Depositamos nuestra confianza en la escuela que educa a nuestros hijos, en el banco que maneja nuestro dinero, en el chofer del Metropolitano que nos conduce a casa. La confianza no es una simple palabra bonita; es un requisito fundamental para la convivencia. Para la vida en sociedad.
Por eso, resulta preocupante constatar que uno de los rasgos que han marcado la gestión del presidente Ollanta Humala es justamente la permanente desconfianza, la paranoia, el delirio de persecución. Y el origen de este mal que está terminando por desestabilizar el país no lo tienen las intrigas ajenas o las garras siempre listas de los adversarios para arañar el poder. Algo de eso hay, pero, en el caso de la pareja Humala-Heredia, la desconfianza es la consecuencia directa de haberse ido desprendiendo del entorno con el cual llegó al poder. Con el grupo de gente con el que plantearon un proyecto país que, viable o no, era la propuesta que los sostenía.

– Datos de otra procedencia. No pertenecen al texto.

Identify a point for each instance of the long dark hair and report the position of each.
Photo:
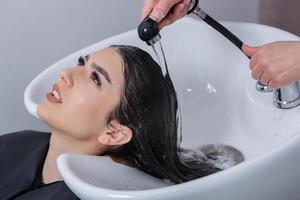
(149, 107)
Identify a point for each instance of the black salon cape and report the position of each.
(22, 155)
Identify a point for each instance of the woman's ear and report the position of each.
(115, 134)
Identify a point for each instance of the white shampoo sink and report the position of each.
(219, 104)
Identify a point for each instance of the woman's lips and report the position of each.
(54, 96)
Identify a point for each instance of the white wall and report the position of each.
(36, 33)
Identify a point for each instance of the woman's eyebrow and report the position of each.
(102, 71)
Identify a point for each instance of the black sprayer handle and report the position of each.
(225, 32)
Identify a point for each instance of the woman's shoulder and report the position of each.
(25, 135)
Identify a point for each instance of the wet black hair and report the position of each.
(149, 107)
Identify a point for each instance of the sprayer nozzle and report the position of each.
(148, 31)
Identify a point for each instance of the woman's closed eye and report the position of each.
(94, 75)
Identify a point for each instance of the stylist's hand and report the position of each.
(276, 64)
(165, 11)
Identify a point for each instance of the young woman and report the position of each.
(115, 102)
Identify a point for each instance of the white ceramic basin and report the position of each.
(219, 104)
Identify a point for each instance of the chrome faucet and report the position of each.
(287, 97)
(284, 97)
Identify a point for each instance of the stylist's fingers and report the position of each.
(147, 8)
(257, 73)
(162, 8)
(177, 12)
(265, 78)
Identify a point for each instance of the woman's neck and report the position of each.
(61, 143)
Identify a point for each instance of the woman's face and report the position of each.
(85, 95)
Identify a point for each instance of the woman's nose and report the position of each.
(66, 77)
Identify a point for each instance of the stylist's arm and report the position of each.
(165, 11)
(276, 64)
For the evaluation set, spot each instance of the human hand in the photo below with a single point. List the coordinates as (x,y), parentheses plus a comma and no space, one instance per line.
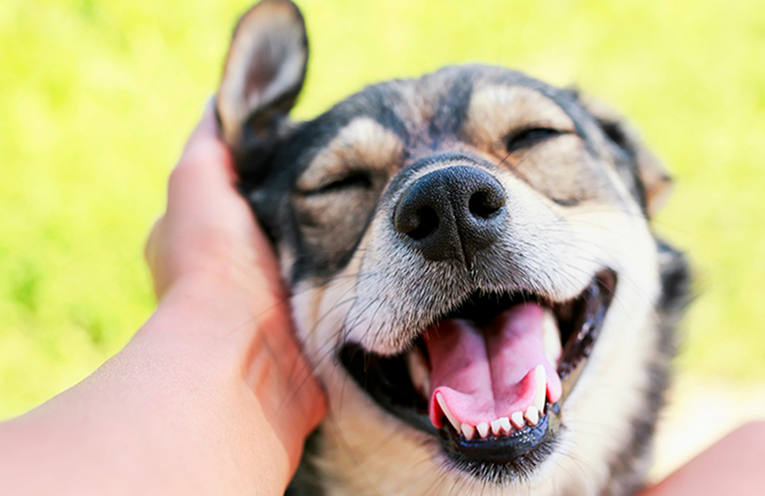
(207,251)
(212,394)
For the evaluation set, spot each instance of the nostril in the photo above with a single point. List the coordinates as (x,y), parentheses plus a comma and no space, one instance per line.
(425,223)
(485,204)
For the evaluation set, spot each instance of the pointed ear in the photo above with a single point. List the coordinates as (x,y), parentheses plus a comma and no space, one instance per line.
(654,183)
(263,75)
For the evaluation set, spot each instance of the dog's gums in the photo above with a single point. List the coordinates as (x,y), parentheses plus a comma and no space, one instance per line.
(504,363)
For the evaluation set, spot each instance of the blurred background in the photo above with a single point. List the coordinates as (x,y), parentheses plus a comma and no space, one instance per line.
(97,98)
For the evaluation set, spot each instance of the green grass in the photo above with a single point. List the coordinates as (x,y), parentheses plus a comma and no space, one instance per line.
(96,99)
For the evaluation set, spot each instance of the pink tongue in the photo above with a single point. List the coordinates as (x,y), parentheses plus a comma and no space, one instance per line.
(485,374)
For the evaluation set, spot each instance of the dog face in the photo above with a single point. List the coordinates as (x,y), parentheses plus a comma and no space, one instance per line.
(472,269)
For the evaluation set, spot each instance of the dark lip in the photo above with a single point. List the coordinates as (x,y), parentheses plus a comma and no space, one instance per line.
(386,380)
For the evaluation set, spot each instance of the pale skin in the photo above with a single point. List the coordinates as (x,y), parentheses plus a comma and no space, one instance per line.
(212,394)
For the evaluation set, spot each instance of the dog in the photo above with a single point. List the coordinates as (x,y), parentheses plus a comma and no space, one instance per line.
(473,272)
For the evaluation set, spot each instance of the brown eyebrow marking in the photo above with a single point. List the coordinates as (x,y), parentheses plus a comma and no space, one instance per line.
(496,110)
(362,143)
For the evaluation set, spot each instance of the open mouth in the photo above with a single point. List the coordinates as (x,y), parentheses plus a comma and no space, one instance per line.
(488,378)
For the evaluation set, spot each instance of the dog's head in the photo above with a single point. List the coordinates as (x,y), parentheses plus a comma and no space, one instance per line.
(472,269)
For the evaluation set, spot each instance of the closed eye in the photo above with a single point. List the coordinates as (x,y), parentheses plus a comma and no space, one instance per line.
(526,138)
(352,180)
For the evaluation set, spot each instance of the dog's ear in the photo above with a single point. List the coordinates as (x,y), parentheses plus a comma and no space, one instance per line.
(263,75)
(652,181)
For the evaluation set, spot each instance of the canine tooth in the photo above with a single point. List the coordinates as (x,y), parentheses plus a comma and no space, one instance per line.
(468,431)
(504,423)
(551,337)
(496,427)
(541,387)
(532,415)
(517,420)
(483,429)
(418,372)
(452,418)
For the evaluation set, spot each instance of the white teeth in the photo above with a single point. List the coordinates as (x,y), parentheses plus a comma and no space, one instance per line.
(532,415)
(468,431)
(551,337)
(517,420)
(540,376)
(483,429)
(418,372)
(496,427)
(452,418)
(504,422)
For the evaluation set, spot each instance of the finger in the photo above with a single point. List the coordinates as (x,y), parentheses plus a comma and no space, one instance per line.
(204,177)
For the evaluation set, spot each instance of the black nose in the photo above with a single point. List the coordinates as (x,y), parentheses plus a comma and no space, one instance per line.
(451,213)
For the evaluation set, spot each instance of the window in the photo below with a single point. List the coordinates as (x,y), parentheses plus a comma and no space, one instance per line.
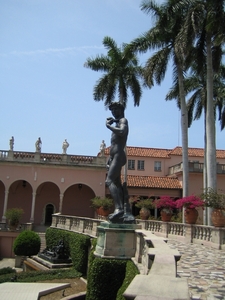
(141,164)
(157,166)
(131,164)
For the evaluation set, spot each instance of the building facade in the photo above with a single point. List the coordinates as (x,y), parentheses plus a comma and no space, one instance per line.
(44,183)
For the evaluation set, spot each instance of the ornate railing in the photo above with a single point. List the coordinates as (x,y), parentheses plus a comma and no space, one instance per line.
(51,158)
(208,235)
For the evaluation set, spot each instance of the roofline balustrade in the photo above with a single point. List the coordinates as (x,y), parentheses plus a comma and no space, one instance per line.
(51,158)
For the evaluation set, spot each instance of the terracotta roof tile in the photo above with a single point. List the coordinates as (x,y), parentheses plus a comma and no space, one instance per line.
(196,152)
(144,152)
(166,153)
(153,182)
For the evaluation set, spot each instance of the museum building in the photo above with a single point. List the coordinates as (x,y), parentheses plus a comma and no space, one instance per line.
(46,183)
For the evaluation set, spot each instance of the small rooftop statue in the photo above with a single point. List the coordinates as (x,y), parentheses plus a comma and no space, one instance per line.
(11,144)
(102,148)
(38,145)
(65,146)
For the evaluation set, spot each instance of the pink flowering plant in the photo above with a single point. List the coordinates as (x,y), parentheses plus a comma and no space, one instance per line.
(165,202)
(190,202)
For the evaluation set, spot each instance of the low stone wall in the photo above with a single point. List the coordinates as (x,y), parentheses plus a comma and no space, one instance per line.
(159,276)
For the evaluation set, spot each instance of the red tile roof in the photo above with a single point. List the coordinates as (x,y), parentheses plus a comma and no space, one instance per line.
(153,182)
(166,153)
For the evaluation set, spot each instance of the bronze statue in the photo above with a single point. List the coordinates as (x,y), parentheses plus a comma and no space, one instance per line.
(115,163)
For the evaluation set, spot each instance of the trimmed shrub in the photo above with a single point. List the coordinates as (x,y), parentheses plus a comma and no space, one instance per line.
(105,273)
(7,270)
(76,244)
(131,272)
(27,243)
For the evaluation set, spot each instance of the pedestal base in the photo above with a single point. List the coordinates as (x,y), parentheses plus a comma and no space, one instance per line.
(116,240)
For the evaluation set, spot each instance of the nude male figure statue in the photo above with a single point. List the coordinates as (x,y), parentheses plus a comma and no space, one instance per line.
(116,161)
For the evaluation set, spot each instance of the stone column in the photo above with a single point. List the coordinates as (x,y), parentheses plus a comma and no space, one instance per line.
(61,202)
(5,206)
(33,207)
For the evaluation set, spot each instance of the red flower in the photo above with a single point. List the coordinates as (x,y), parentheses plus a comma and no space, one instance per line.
(190,202)
(165,202)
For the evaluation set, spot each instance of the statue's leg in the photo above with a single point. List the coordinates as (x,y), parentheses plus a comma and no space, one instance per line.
(116,193)
(115,187)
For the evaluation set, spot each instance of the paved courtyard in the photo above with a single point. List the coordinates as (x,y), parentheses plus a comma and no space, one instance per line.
(204,268)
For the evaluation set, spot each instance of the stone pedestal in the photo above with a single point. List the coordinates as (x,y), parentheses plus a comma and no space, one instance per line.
(116,240)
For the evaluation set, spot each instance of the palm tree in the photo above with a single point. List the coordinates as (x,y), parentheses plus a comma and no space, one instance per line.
(163,37)
(204,26)
(196,85)
(121,72)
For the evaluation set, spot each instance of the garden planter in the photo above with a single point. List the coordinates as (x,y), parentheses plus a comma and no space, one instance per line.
(144,213)
(191,215)
(103,212)
(166,215)
(218,218)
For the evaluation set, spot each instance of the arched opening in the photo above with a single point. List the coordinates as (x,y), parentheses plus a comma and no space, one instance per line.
(49,210)
(77,202)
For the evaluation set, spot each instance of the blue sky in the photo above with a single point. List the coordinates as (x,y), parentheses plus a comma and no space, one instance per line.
(46,91)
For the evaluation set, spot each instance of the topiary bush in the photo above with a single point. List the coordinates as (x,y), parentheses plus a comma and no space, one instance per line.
(105,273)
(27,243)
(77,246)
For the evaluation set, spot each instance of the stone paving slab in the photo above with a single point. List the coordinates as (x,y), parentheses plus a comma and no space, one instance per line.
(28,291)
(204,268)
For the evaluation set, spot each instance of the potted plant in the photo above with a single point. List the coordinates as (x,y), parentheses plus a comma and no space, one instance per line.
(190,203)
(145,205)
(13,215)
(27,243)
(166,206)
(216,201)
(102,205)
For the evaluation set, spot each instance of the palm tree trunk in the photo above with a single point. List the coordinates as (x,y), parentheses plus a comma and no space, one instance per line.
(210,125)
(205,211)
(184,130)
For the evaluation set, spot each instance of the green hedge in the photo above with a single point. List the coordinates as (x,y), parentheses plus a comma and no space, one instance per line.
(27,243)
(108,278)
(77,246)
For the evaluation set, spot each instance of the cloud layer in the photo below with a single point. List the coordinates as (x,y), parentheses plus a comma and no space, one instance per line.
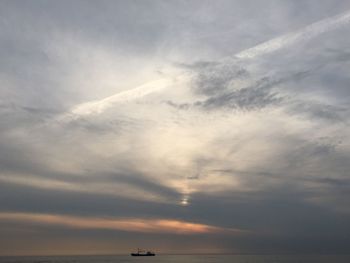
(210,127)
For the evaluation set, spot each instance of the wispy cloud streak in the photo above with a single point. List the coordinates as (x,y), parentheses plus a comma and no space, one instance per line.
(303,34)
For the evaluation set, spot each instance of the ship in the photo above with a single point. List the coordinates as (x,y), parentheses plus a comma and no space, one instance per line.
(142,253)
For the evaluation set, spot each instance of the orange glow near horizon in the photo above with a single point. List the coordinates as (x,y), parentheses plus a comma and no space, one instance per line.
(169,226)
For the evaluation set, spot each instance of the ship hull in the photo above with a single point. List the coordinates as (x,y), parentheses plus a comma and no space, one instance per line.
(142,255)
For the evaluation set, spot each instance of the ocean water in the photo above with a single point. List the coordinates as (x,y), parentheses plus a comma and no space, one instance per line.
(183,259)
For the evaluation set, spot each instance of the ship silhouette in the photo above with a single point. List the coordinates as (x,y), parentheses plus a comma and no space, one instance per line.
(142,253)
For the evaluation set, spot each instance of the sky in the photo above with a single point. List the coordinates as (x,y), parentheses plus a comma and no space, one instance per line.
(177,126)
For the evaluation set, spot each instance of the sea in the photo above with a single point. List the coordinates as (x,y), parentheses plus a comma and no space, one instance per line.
(182,259)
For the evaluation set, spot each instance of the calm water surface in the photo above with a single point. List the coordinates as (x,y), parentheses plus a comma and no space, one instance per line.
(181,258)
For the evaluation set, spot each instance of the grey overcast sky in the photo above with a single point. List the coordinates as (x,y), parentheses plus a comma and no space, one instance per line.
(179,126)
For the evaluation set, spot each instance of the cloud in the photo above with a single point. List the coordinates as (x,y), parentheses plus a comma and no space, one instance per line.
(126,224)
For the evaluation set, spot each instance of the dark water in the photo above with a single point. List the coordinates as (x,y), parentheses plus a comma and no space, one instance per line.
(182,259)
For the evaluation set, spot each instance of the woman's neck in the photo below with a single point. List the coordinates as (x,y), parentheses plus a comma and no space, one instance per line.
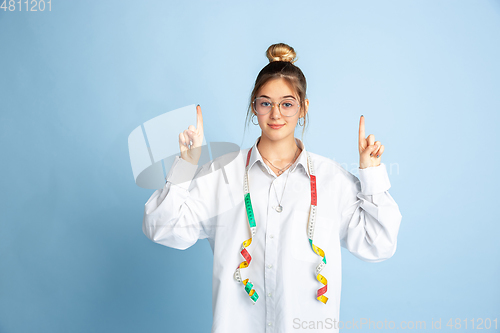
(281,152)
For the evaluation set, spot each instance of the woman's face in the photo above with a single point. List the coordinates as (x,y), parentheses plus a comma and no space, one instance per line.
(278,90)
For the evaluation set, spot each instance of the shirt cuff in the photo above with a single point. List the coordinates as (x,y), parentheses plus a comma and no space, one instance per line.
(181,172)
(374,180)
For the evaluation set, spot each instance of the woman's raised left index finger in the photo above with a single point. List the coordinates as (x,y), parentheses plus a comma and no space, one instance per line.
(361,128)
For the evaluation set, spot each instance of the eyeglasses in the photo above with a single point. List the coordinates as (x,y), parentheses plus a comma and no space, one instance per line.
(287,107)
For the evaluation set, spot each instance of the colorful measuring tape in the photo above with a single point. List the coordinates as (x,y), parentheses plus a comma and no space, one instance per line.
(253,228)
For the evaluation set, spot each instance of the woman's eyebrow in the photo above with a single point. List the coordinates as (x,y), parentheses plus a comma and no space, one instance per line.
(281,97)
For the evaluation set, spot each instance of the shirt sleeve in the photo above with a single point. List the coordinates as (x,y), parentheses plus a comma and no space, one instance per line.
(370,217)
(175,215)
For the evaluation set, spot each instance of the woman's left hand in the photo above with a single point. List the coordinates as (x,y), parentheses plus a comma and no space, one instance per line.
(370,151)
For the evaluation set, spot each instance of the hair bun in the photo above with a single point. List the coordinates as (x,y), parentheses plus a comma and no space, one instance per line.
(281,52)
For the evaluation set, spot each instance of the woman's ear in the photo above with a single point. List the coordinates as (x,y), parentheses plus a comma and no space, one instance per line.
(306,103)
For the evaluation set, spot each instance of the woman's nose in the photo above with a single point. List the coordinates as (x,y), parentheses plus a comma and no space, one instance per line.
(275,111)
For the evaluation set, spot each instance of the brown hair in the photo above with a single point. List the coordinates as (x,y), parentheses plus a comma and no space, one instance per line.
(281,58)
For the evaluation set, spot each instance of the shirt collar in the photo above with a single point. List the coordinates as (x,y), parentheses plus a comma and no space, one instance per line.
(301,160)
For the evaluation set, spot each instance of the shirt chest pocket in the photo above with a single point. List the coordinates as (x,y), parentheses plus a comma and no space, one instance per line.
(301,249)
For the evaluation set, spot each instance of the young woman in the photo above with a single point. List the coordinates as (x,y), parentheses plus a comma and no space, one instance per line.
(277,215)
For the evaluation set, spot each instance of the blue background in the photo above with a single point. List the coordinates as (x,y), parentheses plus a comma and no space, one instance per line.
(75,81)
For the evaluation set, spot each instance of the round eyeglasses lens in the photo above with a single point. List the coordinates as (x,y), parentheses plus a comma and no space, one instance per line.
(288,107)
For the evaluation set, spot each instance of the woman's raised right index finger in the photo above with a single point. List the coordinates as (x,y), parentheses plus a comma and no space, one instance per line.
(199,118)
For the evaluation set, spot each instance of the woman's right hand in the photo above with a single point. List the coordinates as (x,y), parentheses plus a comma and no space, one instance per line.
(190,140)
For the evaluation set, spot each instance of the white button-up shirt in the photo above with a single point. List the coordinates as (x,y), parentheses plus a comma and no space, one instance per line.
(208,202)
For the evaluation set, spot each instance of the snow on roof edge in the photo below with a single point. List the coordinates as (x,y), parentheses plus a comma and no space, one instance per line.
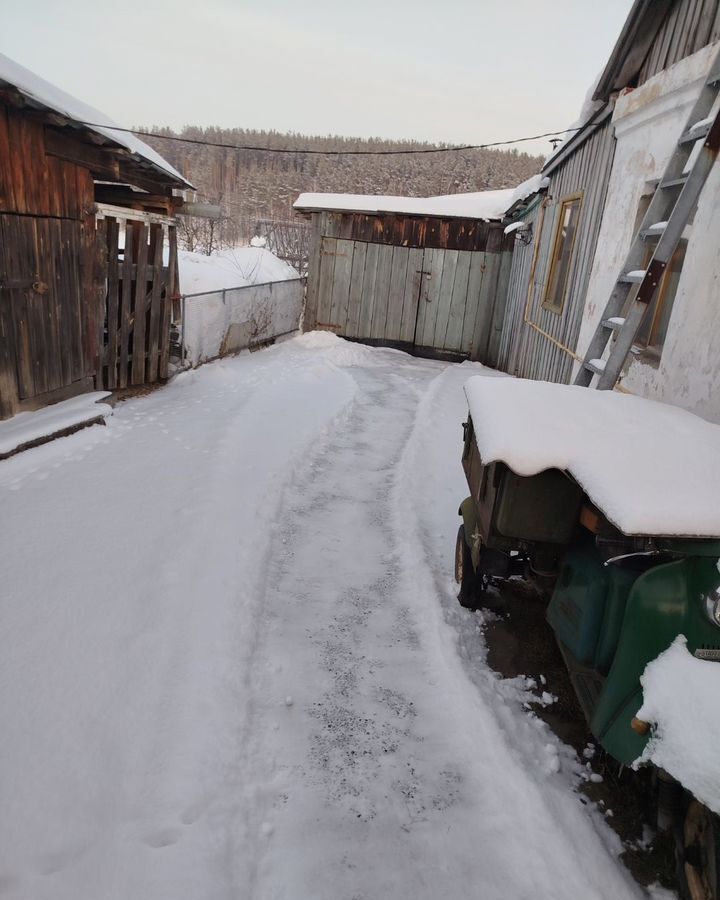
(48,95)
(486,205)
(532,426)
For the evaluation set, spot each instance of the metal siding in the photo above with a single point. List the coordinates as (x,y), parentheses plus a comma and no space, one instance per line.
(523,351)
(689,26)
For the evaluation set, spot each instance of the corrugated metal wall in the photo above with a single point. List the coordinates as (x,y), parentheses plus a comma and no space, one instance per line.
(512,333)
(689,26)
(524,350)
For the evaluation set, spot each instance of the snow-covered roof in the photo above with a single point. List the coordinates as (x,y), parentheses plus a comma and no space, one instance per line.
(650,467)
(43,93)
(480,205)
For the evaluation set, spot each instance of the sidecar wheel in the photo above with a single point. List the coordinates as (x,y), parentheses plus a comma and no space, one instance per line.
(471,584)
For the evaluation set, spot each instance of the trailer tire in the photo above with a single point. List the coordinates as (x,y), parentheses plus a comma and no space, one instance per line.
(470,582)
(700,862)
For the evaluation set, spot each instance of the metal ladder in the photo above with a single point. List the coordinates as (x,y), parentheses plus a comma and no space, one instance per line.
(670,209)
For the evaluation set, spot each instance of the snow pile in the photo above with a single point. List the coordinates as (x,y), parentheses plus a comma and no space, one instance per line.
(30,427)
(227,269)
(51,97)
(343,353)
(650,467)
(486,205)
(680,696)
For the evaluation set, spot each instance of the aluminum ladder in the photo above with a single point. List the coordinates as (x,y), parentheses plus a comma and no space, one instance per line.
(670,209)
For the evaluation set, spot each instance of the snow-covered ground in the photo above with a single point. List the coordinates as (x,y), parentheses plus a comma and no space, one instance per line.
(225,269)
(232,664)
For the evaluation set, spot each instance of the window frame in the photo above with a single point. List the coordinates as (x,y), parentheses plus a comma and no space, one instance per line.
(547,304)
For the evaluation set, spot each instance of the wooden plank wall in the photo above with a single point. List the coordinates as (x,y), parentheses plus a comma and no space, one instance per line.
(140,290)
(49,274)
(76,312)
(430,300)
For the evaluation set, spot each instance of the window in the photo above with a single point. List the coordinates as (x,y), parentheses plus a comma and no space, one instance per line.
(565,233)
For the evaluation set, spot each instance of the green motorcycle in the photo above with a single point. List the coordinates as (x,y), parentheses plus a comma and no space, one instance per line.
(611,504)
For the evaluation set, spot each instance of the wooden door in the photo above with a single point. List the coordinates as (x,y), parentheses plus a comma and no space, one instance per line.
(429,300)
(47,332)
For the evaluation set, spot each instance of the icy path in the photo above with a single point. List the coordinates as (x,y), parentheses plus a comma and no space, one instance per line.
(232,665)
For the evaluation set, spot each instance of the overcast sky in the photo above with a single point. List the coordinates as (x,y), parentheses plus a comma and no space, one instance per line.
(467,71)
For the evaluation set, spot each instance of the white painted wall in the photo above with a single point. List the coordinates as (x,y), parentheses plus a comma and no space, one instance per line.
(228,321)
(648,122)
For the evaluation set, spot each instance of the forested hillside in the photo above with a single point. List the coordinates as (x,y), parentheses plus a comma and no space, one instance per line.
(253,186)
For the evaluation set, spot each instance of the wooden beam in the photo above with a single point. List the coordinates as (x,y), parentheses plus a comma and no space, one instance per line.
(100,162)
(121,195)
(143,178)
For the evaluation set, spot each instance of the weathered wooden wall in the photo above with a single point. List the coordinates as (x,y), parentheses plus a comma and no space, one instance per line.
(432,286)
(77,312)
(527,352)
(50,275)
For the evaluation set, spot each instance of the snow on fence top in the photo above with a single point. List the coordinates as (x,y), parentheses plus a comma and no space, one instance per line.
(650,467)
(481,205)
(45,94)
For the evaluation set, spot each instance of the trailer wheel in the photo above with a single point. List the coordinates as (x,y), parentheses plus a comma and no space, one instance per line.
(701,853)
(471,584)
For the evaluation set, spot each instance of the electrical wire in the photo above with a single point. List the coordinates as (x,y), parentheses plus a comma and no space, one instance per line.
(411,152)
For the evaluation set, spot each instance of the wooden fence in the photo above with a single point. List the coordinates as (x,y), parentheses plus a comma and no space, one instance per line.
(141,284)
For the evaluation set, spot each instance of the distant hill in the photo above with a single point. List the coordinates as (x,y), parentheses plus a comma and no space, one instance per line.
(251,185)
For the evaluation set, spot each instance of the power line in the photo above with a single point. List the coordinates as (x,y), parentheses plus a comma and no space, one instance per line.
(203,143)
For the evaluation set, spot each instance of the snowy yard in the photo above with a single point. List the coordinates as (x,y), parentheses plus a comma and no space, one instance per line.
(233,665)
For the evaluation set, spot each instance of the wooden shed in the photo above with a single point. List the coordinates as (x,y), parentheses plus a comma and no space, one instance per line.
(88,258)
(428,275)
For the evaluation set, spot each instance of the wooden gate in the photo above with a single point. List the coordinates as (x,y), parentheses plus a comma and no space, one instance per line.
(48,315)
(141,283)
(434,301)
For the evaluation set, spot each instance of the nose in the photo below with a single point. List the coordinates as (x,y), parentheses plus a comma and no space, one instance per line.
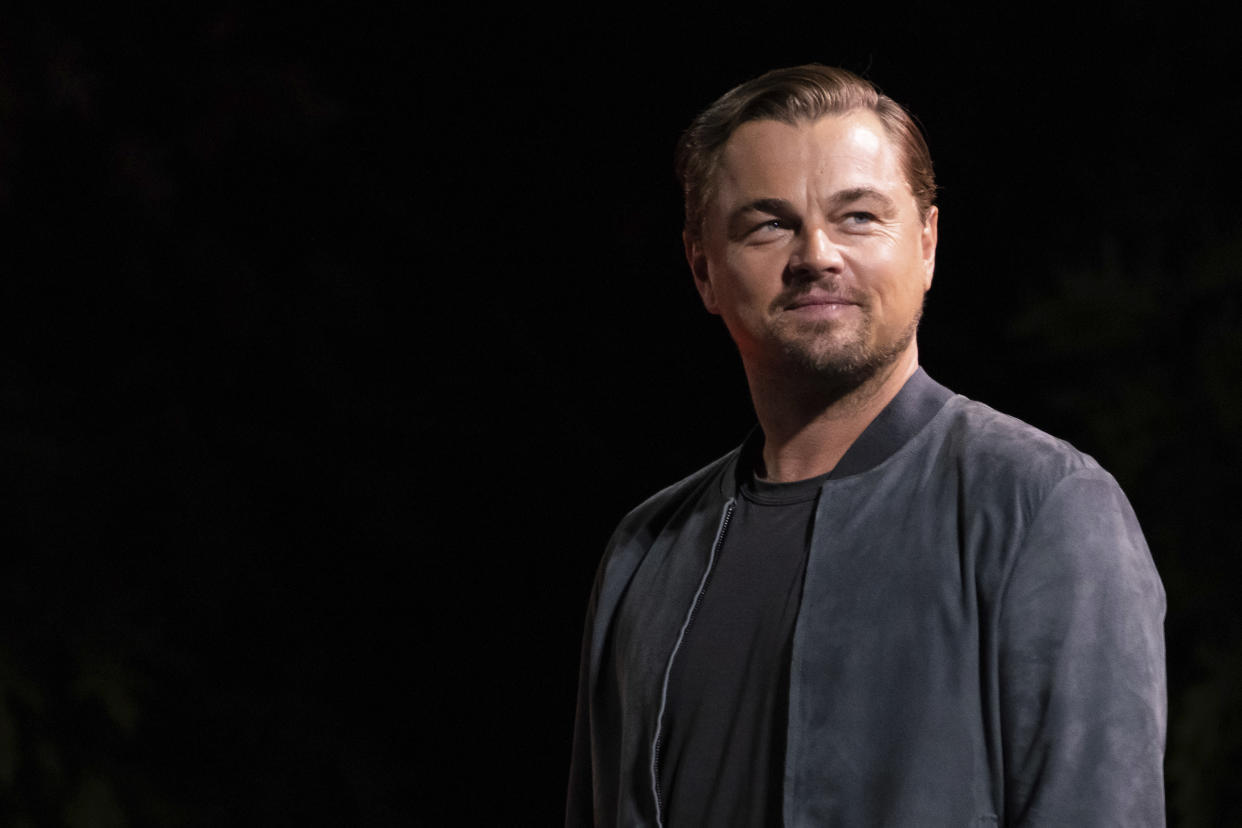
(815,253)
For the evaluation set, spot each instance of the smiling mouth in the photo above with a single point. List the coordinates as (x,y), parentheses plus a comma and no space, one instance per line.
(811,303)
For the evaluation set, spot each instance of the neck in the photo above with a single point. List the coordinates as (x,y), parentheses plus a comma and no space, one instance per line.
(809,426)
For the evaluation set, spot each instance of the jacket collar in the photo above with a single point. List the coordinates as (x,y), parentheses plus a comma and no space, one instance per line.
(914,406)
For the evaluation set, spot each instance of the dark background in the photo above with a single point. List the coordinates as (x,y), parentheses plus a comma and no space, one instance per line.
(334,342)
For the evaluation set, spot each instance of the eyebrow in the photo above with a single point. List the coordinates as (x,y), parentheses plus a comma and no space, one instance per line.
(837,200)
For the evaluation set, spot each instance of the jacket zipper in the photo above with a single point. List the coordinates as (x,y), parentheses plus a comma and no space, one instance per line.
(663,693)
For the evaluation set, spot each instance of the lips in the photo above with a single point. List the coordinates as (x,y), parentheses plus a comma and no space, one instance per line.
(812,299)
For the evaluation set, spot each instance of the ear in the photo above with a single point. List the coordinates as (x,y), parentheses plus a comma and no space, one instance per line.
(928,238)
(697,260)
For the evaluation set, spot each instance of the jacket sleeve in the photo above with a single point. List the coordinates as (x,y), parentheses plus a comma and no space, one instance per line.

Cuando Ollanta Humala cambió La Gran Transformación por la hoja de ruta, se fueron quedando en el camino sus mejores operadores políticos: la izquierda dura y peleadora de Javier Diez Canseco y Carlos Tapia. Luego, cuando decidió gobernar atrincherado en Palacio escondido tras las ideas de su mujer, lo fueron abandonando los nacionalistas de siempre como Marisol Espinoza o Sergio Tejada. Después se marcharon los congresistas de provincias hartos de que no se les hiciera ningún caso.
Y lo que nos ha quedado ahora es un gobernante que sufre de delirios de persecución. Que cree que lo van a vacar porque su mujer compra chocolates caros en Nueva York. Que es incapaz de confiar en nadie. Y lo que es peor, que es incapaz de infundir el mínimo de confianza que se necesita para solicitar facultades, tender puentes, hacer reforma. En una palabra, gobernar.